Ryszard Bugaj: Tusk wrócił i nie mówi nic

Foto: Fotorzepa/ Jerzy Dudek

Powrót Donalda Tuska na polską scenę polityczną może być zdarzeniem bardzo istotnym. Odwrócenie spadkowego trendu poparcia wyborców dla PO to niewątpliwie pierwszy efekt jego powrotu. Nie wiadomo, czy trwały. Sukces jest przede wszystkim rezultatem popularności, jaką cieszy się Tusk z racji pełnienia w przeszłości ważnych funkcji w polityce polskiej i europejskiej. Donald Tusk jest też bez wątpienia sprawnym „technologiem" polityki, w szczególności sprawnym mówcą. Jednak jak dotąd nie powiedział prawie nic, co pozwoliłoby ustalić, jakie (on sam i jego partia) chcą osiągnąć cele i jakimi środkami. Mówiąc prościej – jaki jest jego (i partii) program dla Polski. Zresztą intelektualnie jego diagnoza także nie powala, jest powtórzeniem (i wyostrzeniem) dotychczasowej krytyki opozycji pod adresem PiS. Pewnie to wystarczy dla wzmocnienie pozycji PO w ramach spektrum opozycyjnych partii. Ale to chyba za mało, by PO i jej lider uzyskali pozycję globalnej alternatywy względem obozu rządowego.

Tylko PiS coś pokazuje

Jak dotąd wszystkie partie opozycyjne unikają ujawnienia swojej programowej tożsamości (zakładając, że ją mają, co jest założeniem ryzykownym). Lektura programów wyborczych (także PiS) rodzi wrażenie wyścigu obietnic bez pokrycia. Każdy z tych programów mógłby nosić tytuł: „WSZYSTKIEGO NAJLEPSZEGO".

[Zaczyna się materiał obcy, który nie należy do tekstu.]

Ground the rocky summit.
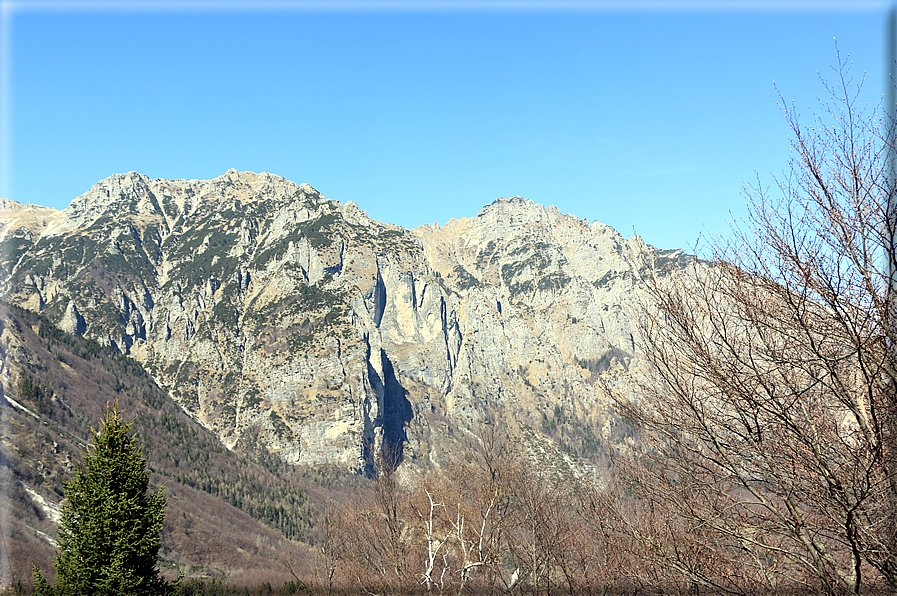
[0,170,686,471]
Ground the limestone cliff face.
[0,170,684,469]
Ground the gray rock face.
[0,170,684,469]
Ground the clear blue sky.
[0,0,890,248]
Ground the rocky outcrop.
[0,170,683,470]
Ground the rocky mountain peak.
[0,169,688,469]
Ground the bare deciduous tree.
[615,51,897,594]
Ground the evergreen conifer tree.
[34,400,168,596]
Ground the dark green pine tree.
[34,400,169,596]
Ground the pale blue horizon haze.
[0,0,891,249]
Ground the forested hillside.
[0,305,357,581]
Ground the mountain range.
[0,170,689,588]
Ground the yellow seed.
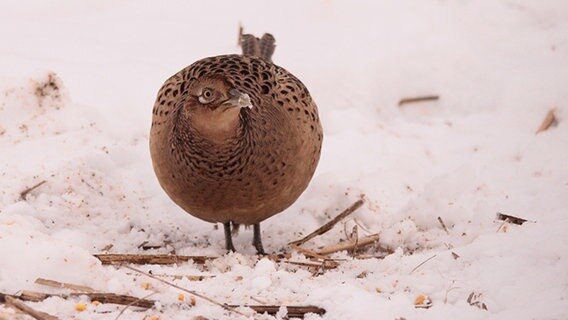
[75,303,87,312]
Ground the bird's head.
[184,76,252,142]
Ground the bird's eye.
[199,88,214,103]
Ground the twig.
[282,260,339,269]
[409,255,436,274]
[398,95,440,107]
[317,233,379,255]
[94,254,216,265]
[438,217,450,234]
[535,109,558,134]
[289,199,365,246]
[225,305,325,319]
[19,291,155,309]
[497,212,528,225]
[20,180,47,200]
[4,296,59,320]
[123,265,245,316]
[114,292,156,320]
[35,278,95,292]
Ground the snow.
[0,0,568,319]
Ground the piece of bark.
[35,278,95,292]
[4,295,59,320]
[317,233,379,255]
[18,291,155,309]
[94,254,216,265]
[288,199,365,246]
[226,305,326,319]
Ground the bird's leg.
[223,221,236,252]
[252,223,265,255]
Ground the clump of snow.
[0,0,568,320]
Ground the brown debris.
[94,254,216,265]
[497,212,528,225]
[4,295,59,320]
[20,180,47,200]
[535,109,558,134]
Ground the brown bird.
[150,34,323,254]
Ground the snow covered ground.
[0,0,568,320]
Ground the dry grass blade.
[20,180,47,200]
[4,296,59,320]
[225,305,326,319]
[94,254,216,265]
[317,233,379,255]
[35,278,95,292]
[398,95,440,106]
[535,109,558,134]
[289,199,365,246]
[123,266,245,316]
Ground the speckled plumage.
[150,34,323,251]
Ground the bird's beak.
[223,89,252,109]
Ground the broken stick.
[497,212,528,225]
[94,254,216,265]
[288,199,365,246]
[226,305,325,319]
[18,290,155,309]
[317,233,379,255]
[398,95,440,107]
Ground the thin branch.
[535,109,558,134]
[123,265,245,316]
[398,95,440,107]
[4,296,59,320]
[20,180,47,200]
[438,217,450,234]
[289,199,365,246]
[35,278,95,292]
[317,233,379,255]
[409,255,436,274]
[225,305,326,319]
[94,254,216,265]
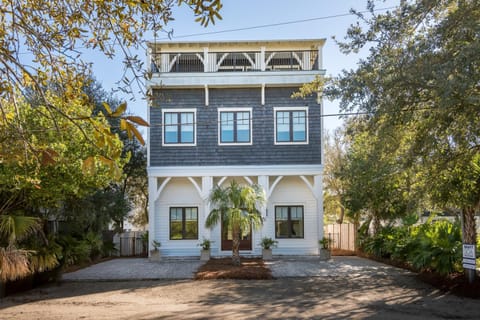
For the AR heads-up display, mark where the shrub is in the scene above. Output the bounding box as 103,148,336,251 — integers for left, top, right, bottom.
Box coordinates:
407,220,462,275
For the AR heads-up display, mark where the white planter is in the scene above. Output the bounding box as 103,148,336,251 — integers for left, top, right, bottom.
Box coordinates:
148,250,162,261
319,248,332,261
262,249,273,260
200,249,210,261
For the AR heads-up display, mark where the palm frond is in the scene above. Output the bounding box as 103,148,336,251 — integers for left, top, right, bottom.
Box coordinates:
0,214,40,245
0,246,31,282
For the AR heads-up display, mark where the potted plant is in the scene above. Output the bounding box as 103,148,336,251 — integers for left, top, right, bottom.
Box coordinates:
318,237,332,260
198,238,213,261
260,237,278,260
150,240,162,261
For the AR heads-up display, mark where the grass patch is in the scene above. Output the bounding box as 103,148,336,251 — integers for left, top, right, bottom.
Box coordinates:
195,257,273,280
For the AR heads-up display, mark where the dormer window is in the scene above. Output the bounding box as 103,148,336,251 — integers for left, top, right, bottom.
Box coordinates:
162,109,196,146
218,108,252,145
274,107,308,144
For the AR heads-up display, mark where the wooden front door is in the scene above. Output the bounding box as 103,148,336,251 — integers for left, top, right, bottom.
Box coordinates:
222,222,252,250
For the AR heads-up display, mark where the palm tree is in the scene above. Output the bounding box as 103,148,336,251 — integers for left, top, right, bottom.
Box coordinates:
205,180,265,265
0,214,40,282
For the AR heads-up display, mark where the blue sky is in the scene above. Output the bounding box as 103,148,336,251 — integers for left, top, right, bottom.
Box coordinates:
94,0,399,134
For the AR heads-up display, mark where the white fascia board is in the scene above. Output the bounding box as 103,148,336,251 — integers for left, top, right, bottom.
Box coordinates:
147,164,323,177
147,70,325,88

PiS opublikował jednak Polski Ład, dokument wysoce ułomny, ale zawierający pewne dające się zidentyfikować postulaty. To jest jakieś zaczepienie do merytorycznej oceny. PO, która jest jedyną znaczącą konkurencją dla obozu rządowego, swojej programowej tożsamości nie ujawnia. Zapewnia tylko, że „co zostało dane, nie będzie odebrane". No i może jeszcze jedno: Tusk powiedział, że PO myliła się w swojej krytyce decyzji o obniżeniu minimalnego wieku przejścia na emeryturę.

Założyciele Platformy Obywatelskiej wyeksponowali przed laty trzy postulaty: reforma podatkowa 3x15 (PIT, CIT, VAT), likwidacja Senatu i finansowanie działalności politycznej tylko ze środków prywatnych. Żaden z nich nie został zrealizowany. Nie podjęto nawet znaczącej próby ich realizacji, choć przynajmniej jeden postulat (rezygnacja z dotacji budżetowej na działalność partii) zrealizować było można.

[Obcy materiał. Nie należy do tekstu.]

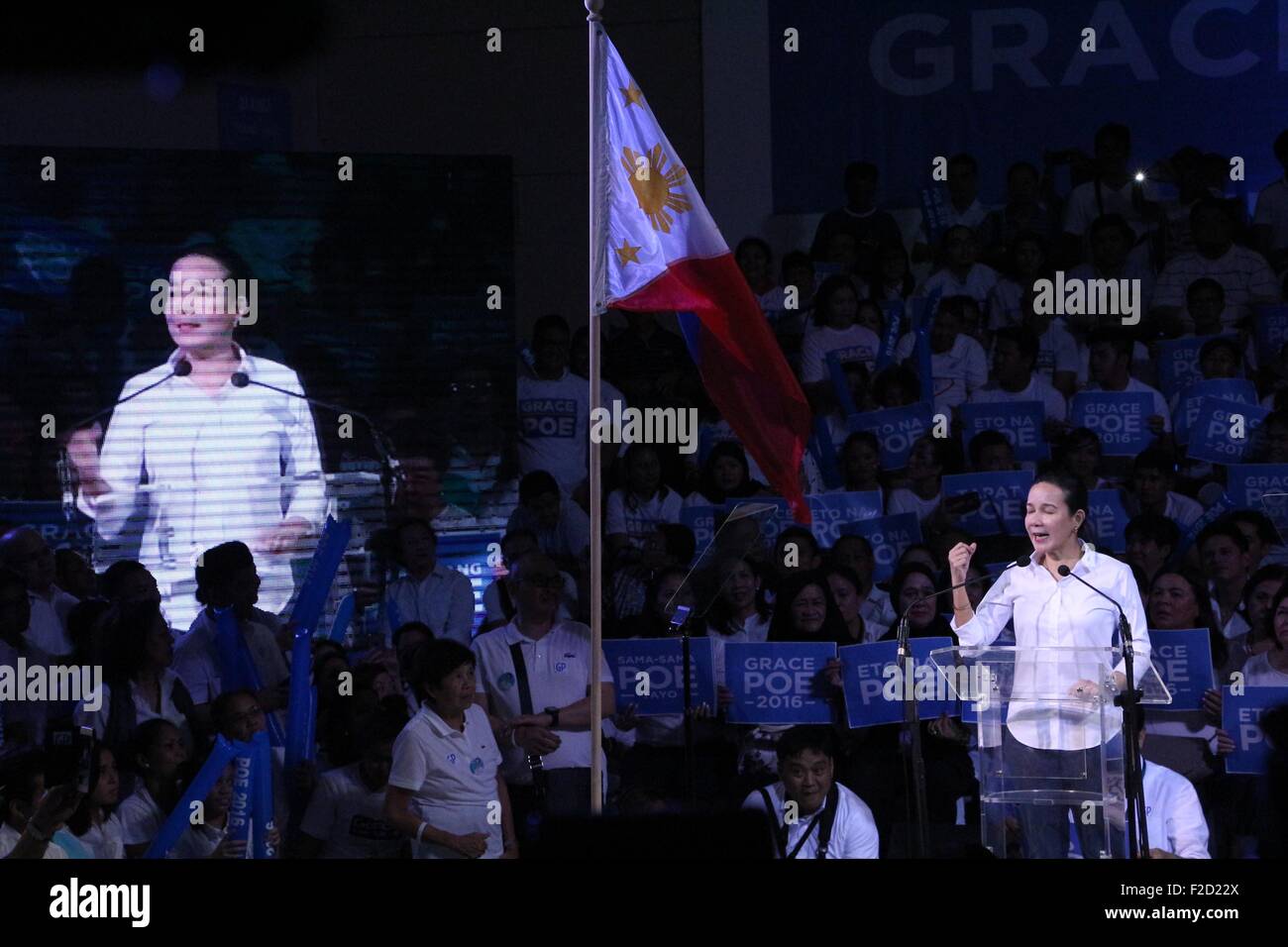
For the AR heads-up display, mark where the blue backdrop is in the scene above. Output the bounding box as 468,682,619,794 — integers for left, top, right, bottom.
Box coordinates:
769,0,1288,213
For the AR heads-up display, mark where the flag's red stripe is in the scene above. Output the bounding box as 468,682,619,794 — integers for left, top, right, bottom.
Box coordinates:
613,254,811,523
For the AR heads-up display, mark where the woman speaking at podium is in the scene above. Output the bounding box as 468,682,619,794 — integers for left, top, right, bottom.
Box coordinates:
948,469,1150,858
67,245,326,629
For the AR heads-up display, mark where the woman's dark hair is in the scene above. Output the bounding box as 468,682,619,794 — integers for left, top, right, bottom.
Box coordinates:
104,600,168,686
177,240,250,279
129,716,180,776
733,237,774,265
768,570,854,644
707,556,773,635
1033,464,1091,517
867,243,917,303
67,743,120,837
196,541,255,605
698,441,764,504
393,621,434,651
871,365,921,407
814,273,859,326
776,724,836,763
412,638,476,701
1145,569,1231,668
1266,582,1288,651
209,688,255,733
98,559,149,601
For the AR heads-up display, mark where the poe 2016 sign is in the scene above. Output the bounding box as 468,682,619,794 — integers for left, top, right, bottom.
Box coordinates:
725,642,836,724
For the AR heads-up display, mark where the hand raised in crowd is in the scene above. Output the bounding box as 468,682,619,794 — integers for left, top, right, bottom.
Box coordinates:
210,836,246,858
447,832,486,858
613,703,639,733
948,543,979,585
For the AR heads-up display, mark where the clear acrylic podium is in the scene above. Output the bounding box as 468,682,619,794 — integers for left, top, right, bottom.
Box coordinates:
930,647,1172,858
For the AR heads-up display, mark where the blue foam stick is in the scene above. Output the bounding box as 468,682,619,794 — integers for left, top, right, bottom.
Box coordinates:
304,686,318,762
228,743,255,858
327,591,357,642
291,517,353,641
143,736,237,858
252,732,277,858
286,627,313,773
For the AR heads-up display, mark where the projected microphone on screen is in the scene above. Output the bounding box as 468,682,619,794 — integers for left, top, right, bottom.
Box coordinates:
67,245,326,629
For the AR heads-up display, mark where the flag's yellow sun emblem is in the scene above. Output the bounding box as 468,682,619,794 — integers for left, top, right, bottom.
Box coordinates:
622,145,693,233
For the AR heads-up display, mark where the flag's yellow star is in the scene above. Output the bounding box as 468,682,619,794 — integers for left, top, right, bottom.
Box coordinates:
617,78,644,108
613,237,640,266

Wyborcy mają jednak prawo wiedzieć, czy Platforma zamierza (ewentualnie w zmodyfikowanej postaci) do któregoś z tych postulatów powrócić. W szczególności powinniśmy się dowiedzieć, czy PO widzi celowość reformy podatkowej i czy dopuszcza poparcie zmian podatkowych nacelowanych na odejście od degresywnego charakteru obciążeń (Donald Tusk deklarował sympatie socjaldemokratyczne). A może Platforma zdecydowała, by podjąć się działania na rzecz wprowadzenia jawności zeznań podatkowych polityków. Przeciwnicy Tuska wypominają mu wysokie dochody zainkasowane z tytułu działalności politycznej. Z pewnością służyłoby przejrzystości życia politycznego, gdyby zdecydował się (nawet bez ustawy) ujawnić swoje dochody i zapłacone podatki. Może małżonka obecnego premiera zdecydowałaby wówczas ujawnić informacje o swoim majątku, czego od dawna – bezskutecznie – domaga się opozycja.

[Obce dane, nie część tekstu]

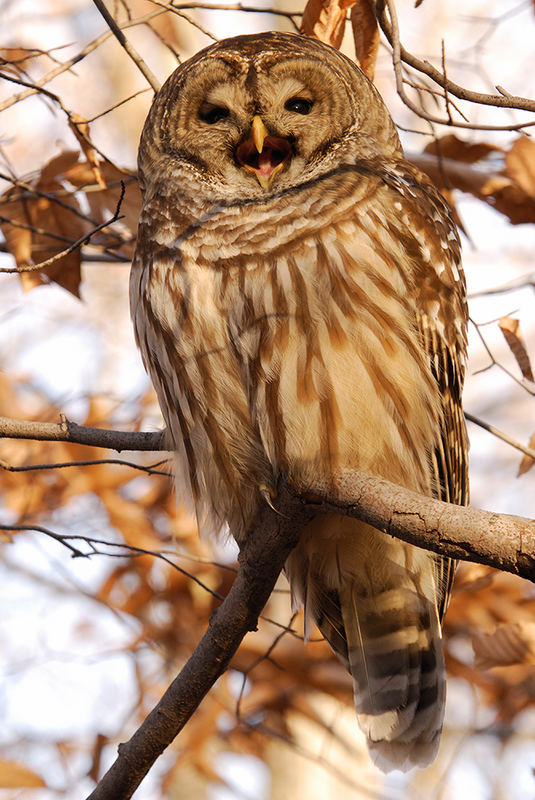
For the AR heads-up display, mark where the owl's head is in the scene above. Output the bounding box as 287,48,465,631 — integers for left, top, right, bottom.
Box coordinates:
139,33,401,200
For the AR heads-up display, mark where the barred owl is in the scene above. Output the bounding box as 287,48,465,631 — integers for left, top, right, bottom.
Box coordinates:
131,33,467,770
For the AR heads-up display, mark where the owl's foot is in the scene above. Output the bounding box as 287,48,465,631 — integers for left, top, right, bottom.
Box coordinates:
258,483,280,514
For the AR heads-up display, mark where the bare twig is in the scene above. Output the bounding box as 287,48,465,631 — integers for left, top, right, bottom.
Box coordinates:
377,0,535,130
0,414,166,452
0,458,173,478
84,472,535,800
464,411,535,460
93,0,161,92
88,489,310,800
0,181,125,273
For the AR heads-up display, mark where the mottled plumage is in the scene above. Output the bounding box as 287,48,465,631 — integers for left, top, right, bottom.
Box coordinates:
131,33,468,770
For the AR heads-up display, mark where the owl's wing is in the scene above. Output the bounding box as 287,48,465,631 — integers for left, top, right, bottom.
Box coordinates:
396,164,469,620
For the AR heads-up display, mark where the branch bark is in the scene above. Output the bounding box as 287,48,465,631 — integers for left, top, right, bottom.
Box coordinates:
0,414,166,453
87,487,314,800
4,415,535,800
81,472,535,800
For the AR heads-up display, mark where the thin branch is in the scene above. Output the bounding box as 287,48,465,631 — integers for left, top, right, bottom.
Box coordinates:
464,411,535,461
377,0,535,130
93,0,161,92
0,8,166,111
88,472,535,800
88,490,311,800
0,458,173,478
0,414,166,453
0,181,126,273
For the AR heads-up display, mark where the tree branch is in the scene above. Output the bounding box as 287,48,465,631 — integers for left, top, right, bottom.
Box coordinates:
87,488,313,800
0,414,166,453
4,415,535,800
81,472,535,800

Ale ważne są też pozostałe dwie kwestie. Czy zdaniem PO Senat powinien pozostać w obecnej postaci, czy może partia ma jakieś postulaty zmian. A może Platforma chciałaby ograniczyć – bardzo szczodre przecież – budżetowe finansowanie partii politycznych. Jak dotąd nie wiadomo.

Niejasne stanowisko

Platforma Obywatelska ostro – i słusznie – krytykuje obóz rządzący za zmiany w systemie prawnym i politycznym. Jednak niejasne pozostają kroki, jakie po wyborach (zakładając sukces) partia chciałaby podjąć w tym zakresie. Bez wątpienia najważniejsza jest tu sprawa Trybunału Konstytucyjnego. Czy Trybunał powinien zachować dotychczasową „siłę" i np., orzekając w składzie pięciu sędziów stosunkiem głosów trzy do dwóch, rozstrzygać o konstytucyjności ustaw. Jest też bardzo ważne pytanie dotyczące wymogów stawianych kandydatom do TK. Czy nie należy zlikwidować wieloletniej praktyki (nie tylko PiS ją stosował) przesiadania się polityków z rządowych krzeseł i parlamentarnych ław na fotele sędziów Trybunału. Niedoprecyzowane jest też stanowisko PO wobec takich instytucji, jak TVP i IPN. Były enuncjacje polityków Platformy zapowiadające ich likwidację. Czy to jest oficjalne stanowisko partii?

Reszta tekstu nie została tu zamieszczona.